One viewer of last month’s webinar on endoscopic microscopy (“Bridging the Radiology/Pathology Divide”) described the presentation as “scary and exciting” and added, “We are already talking with our gastroenterologists.”
There is more excitement, or, as a watcher of another webinar described it, more “fan bloody tastic,” to come.
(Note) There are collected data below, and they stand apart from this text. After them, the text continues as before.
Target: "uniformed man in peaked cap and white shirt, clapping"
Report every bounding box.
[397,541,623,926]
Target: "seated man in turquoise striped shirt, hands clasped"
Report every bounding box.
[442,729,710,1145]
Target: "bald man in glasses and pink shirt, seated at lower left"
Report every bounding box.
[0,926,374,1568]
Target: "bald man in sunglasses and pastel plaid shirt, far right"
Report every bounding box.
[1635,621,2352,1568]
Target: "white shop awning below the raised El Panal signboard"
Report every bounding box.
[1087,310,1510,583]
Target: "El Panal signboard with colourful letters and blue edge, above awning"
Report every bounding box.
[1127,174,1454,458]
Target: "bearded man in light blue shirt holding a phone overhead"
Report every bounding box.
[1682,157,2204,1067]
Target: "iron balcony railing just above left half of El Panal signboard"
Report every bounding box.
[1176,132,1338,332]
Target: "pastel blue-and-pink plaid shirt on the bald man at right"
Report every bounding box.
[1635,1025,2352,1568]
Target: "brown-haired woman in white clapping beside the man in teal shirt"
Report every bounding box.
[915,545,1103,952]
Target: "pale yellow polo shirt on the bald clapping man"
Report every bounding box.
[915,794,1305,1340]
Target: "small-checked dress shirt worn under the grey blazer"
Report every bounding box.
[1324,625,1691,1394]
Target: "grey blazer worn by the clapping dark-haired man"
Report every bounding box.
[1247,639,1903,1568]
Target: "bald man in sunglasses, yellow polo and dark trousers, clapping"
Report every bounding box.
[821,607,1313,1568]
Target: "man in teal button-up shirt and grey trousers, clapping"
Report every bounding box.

On Nov. 9, Philip T. Cagle, MD, director of pulmonary pathology at The Methodist Hospital in Houston, will talk about the role of the community pathologist in personalized health care for lung cancer patients. On Dec. 14, Mark H. Stoler, MD, associate director of surgical pathology and cytopathology at the University of Virginia, will take on “The True Meaning of the Bethesda System: Integrating Cytology and HPV Molecular Testing to Individualize a Woman’s Cancer Risk.” And David G. Hicks, MD, director of the surgical pathology unit at the University of Rochester, will kick off the new year of webinars with one in January 2011 on molecular markers in breast cancer.
The CAP will continue to present webinars, probably with an even broader menu and more emphasis on “changing science and the changing approach to delivery of health care... at least over the next couple of years,” Dr. Wright says.
Next year, for example, there will be a webinar on next-generation sequencing. “The technology is rapidly declining in cost and presents new opportunities for interpretation by a pathologist,” Dr. Kaufman says.
Dr. Caughron points out in his webinar that personalized health care isn’t just molecular, it’s not just cytogenetics/FISH testing, and it’s not going away. Dr. Hunt sounded a similar note of the many biomarkers that surface and stay or fade away: “This is nonstop for us.”
It’s only an hour once per month, Dr. Carter says of the webinars. “It may seem like a lot of time, especially when you’re in a busy practice, but I think it’s well worth the time. It’s really important that in every practice there is somebody who is responsible for becoming familiar and keeping up with personalized health care.” If not, she adds, “your practice could be left in the dark ages.”
Josh Roberts is a writer in Minneapolis.